「ぃよーゲロ名! 今日もゲボって来たか?」
苦くて酸っぱい入学式からほどなく――。
ゲロキャラとしての地位を確立した私は、最低最悪のあだ名をつけられ、いじられキャラに徹していた。
クソガキが……。
でも事実なので甘んじて受け入れるが……それでも、女子相手にゲロってどうなん? まじでこいつの倫理観、終わってるわ。
絶対モテない。顔がよくてもモテない。
「……ゲボってません」
「ちゃんと指奥までつっこんだか? 足りねえんじゃねえの?」
「だからうるせーって! あれは不可抗力!」
「なに、傑の顔見て気持ち悪くなったの? えぇ~傑クンかわいそ~」
語尾に星でも飛んでそうなお茶目キャラじみた発言に、殺意がとめどなくわいてくる。
高専教師の五条悟は、まじでかっけーなって思ってたのによ……なんだこれクソが。まあ15,6のガキで同年代だとこんなもんか?

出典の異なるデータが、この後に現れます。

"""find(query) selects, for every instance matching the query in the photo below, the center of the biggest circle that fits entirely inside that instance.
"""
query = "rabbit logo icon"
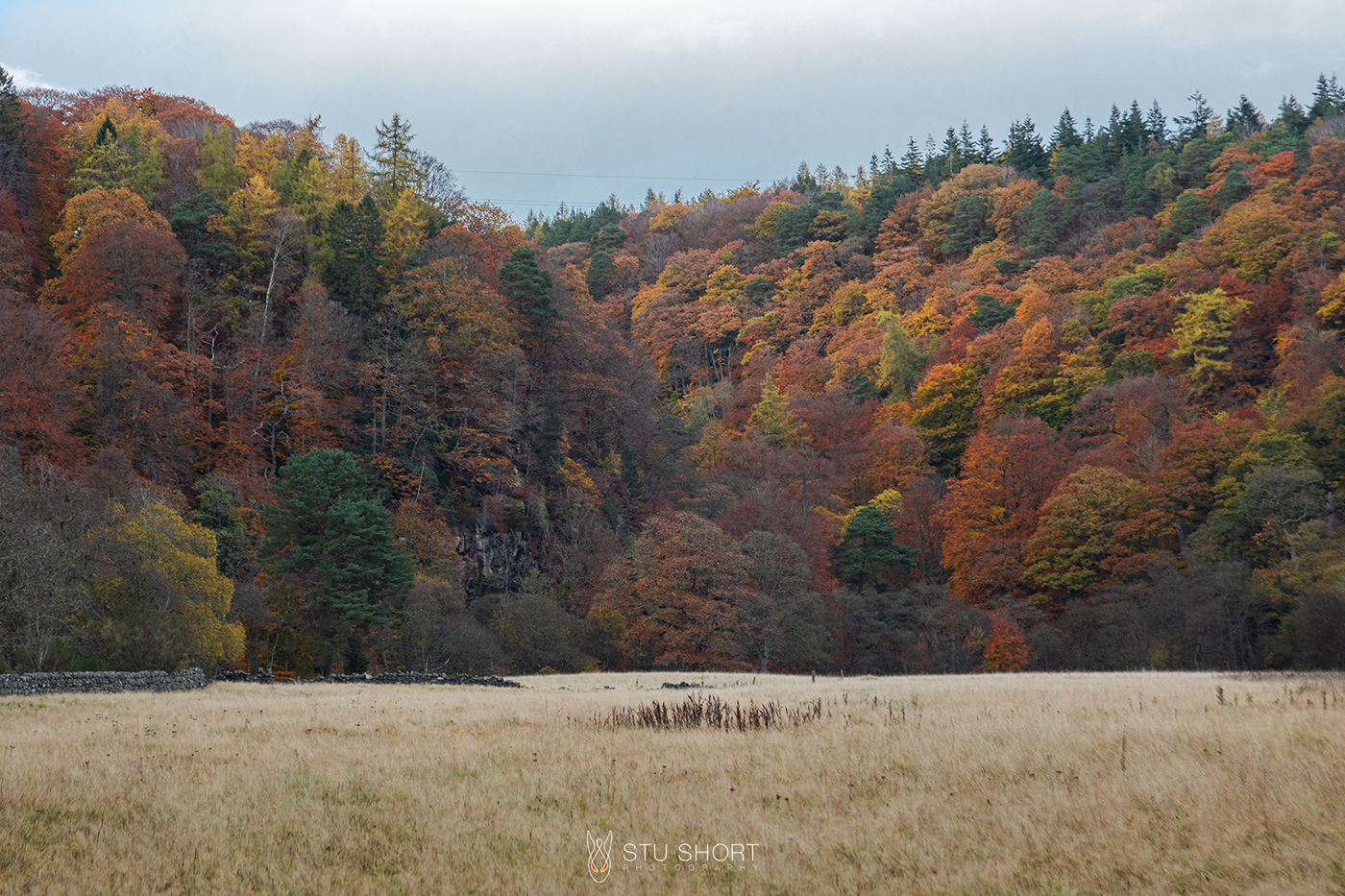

これには黙して動かずだった倫理のひと、夏油傑――動く。
「悟。いつまでもそのイジりはよさないか」
「俺はおめーの名誉のためにもイジってやってんだよ? 制服新調したんだっけ? ん~、でもまだすっぱくない?」
夏油の学ランに顔を寄せて、五条が言う。
一部界隈にはキャーと騒がれそうな絵面だが、実際は、ゲボいじりしてる男とその被害者だ。
「五条ー、もうやめなよ」
そんな時に鶴の一声を上げてくれたのは、女神・家入硝子ちゃん。
……ほんと好きっ!
「次、あんたが頭からゲロシャワーふっかけられるよ」
「うえぇ~ばっち~!」
そうきたか……でもそんなお茶目なところも好きっ! 可愛いから全部オールおっけー!!
血の涙を流す私に、雪名、と夏油は穏やかな声をかける。
「もう気にしてないから。悟のことは、」
「なになに傑きゅんやっさし~。ゲボから始まる恋ってやつぅ~?」
彼の善意を踏みにじる五条の言葉に、――今度こそ私の内なるカルデラが大噴火を起こす。